LAW A-BIDEN: Barack Obama and his running mate, Joe Biden, are supposedly very different pieces of the Democratic puzzle. Obama is the newcomer to Washington, the change agent. Biden is the senior "man of Washington," the old hand who can make change a reality. But Obama and Biden have one thing in common: they've both done stints as constitutional law professors. Obama taught at the University of Chicago Law School--along with brilliant former jurist and liberal Congressman Abner Mikva--while Biden has for many years taught at Widener Law School in Delaware. This unique pairing intrigues New York Congressman Jerry Nadler. "Wouldn't that be a change?" mused Nadler, who chairs the Constitution subcommittee of the House Judiciary Committee. "After eight years of trashing the Constitution, we might have an administration that actually respects the document."
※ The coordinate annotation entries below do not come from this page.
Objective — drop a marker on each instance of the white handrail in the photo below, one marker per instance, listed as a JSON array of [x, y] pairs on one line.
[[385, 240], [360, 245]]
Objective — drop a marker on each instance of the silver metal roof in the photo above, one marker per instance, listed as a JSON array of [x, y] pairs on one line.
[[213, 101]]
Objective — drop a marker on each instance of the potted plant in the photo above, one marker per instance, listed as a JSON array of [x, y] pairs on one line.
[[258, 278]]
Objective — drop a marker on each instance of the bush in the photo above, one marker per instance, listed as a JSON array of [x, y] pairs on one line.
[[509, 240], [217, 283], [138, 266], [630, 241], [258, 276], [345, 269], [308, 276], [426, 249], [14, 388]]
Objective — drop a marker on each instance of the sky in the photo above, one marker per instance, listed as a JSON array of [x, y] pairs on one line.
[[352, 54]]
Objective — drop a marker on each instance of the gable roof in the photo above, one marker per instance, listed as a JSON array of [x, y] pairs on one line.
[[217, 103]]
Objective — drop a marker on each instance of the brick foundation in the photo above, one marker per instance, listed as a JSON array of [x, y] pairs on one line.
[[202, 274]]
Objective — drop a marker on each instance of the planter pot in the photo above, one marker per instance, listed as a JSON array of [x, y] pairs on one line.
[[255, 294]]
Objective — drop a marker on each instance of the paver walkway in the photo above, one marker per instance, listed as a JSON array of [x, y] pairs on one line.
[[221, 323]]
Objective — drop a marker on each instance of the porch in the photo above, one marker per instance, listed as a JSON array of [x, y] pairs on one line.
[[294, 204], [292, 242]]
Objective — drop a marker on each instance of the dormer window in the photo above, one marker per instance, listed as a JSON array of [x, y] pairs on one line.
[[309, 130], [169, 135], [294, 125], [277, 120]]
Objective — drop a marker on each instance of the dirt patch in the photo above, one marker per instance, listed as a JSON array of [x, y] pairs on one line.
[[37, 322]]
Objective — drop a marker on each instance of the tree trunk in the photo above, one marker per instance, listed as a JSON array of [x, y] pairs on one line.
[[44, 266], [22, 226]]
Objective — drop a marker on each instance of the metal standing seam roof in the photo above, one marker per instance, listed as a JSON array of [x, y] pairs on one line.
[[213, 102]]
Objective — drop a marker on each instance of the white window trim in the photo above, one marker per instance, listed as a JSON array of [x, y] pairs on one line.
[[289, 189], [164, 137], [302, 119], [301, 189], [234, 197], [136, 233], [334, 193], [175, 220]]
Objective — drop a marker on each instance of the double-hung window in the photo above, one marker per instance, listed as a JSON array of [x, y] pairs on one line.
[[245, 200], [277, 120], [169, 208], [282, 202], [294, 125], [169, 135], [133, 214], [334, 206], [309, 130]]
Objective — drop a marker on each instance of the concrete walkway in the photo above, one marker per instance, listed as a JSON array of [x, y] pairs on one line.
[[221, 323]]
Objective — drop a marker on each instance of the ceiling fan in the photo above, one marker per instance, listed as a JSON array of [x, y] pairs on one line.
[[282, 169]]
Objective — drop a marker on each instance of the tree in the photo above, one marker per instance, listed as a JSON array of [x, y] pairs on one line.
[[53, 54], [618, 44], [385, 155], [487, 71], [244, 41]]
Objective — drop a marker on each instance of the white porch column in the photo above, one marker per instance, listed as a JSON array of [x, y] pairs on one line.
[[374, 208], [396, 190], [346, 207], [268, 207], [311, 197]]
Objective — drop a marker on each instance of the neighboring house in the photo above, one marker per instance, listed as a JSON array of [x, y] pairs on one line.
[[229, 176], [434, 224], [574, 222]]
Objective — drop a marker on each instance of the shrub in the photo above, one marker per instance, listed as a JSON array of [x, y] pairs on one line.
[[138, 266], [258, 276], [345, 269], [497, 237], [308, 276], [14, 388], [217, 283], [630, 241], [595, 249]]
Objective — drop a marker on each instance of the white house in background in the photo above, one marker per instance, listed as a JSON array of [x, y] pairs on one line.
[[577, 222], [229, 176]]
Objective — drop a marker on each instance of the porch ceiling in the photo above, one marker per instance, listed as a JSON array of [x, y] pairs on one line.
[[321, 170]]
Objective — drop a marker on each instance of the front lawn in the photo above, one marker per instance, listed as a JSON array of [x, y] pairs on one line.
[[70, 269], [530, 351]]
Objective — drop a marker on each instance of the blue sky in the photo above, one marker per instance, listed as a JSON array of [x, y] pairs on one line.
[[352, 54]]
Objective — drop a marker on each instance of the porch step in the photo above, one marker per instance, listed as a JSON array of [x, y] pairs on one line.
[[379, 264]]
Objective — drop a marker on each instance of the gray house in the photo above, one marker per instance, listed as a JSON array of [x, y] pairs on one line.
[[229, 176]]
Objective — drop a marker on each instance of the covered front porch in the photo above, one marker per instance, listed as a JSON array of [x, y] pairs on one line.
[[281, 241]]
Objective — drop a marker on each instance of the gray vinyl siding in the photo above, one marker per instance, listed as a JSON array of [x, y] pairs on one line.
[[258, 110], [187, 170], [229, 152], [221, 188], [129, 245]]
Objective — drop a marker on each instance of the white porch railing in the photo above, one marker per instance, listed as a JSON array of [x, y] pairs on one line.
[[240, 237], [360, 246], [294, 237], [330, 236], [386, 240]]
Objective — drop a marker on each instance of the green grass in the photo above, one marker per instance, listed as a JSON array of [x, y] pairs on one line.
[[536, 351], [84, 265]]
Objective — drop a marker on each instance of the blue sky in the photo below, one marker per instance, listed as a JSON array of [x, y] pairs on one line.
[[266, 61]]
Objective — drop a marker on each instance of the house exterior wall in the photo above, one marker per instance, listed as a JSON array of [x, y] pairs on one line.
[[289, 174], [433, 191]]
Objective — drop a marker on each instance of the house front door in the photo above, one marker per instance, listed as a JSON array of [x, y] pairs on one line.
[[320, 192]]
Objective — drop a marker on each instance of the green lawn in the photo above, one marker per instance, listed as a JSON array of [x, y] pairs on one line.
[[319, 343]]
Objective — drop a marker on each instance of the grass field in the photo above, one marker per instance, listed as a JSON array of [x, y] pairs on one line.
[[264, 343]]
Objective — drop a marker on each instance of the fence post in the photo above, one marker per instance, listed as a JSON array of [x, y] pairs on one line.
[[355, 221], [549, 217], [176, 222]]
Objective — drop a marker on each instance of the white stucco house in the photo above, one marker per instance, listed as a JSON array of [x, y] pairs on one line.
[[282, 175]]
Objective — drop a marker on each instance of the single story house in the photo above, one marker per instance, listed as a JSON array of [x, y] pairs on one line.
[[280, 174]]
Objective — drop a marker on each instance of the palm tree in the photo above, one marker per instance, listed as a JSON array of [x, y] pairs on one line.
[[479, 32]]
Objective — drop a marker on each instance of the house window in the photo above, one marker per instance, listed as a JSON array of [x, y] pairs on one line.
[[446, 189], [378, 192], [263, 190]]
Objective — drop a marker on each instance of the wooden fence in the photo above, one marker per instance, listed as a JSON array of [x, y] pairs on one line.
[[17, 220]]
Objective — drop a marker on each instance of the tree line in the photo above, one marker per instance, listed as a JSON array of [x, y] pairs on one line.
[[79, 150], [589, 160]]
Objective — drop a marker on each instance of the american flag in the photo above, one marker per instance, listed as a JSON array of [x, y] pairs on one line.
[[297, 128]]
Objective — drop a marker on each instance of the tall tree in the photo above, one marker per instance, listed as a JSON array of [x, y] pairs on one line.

Wisconsin Democrat Tammy Baldwin, a House Judiciary Committee member, hopes that "if we are not able to hold the current Administration to account, then when this Administration hands over its responsibilities and authorities to a President Obama and to a Vice President Biden, they will responsibly choose not to exercise some of the powers that we would argue were overreaches by this Administration. I would hope, also, that they would choose to help us to renounce the activities--torture and rendition, spying on American citizens without a warrant, outing CIA agents, whatever it is--that have been identified as abuses. Given their grounding in constitutional law, they should be inclined to do that." So maybe when a new President and Vice President swear oaths to defend the Constitution, they might actually mean it? "Exactly," says Baldwin. JOHN NICHOLS
DENVER DIGEST: It's midway into the DNC and many journalists, it appears, are here hunting PUMAs ("Party Unity My Ass"), the die-hard supporters of Hillary Clinton who increasingly seem more like a figment of Chris Matthews's imagination than a species of Democrat. The Nation's convention team, however, left the chase to talk to less sensationalized delegates from across America. Christopher Hayes attended the inaugural meeting of the Muslim Democratic Caucus, headlined by Minnesota's Keith Ellison and Indiana's Andre Carson, the first and second Muslims, respectively, to serve in Congress. Hayes spoke with Aftab Siddiqui of Texas, who identified 9/11 as the Muslim community's "moment of need," during which the Republican Party "wanted to have nothing to do with us." As a result, says Siddiqui, "it's very hard to find Muslims who say they are Republican now." While such a meeting might provide fodder for Islamophobes on the right, Hayes concludes that the event follows in the long tradition of American ethnic groups like the Irish, Jews and African-Americans, who have "organized themselves and sought to achieve a measure of political power as a means of mitigating the challenges they faced."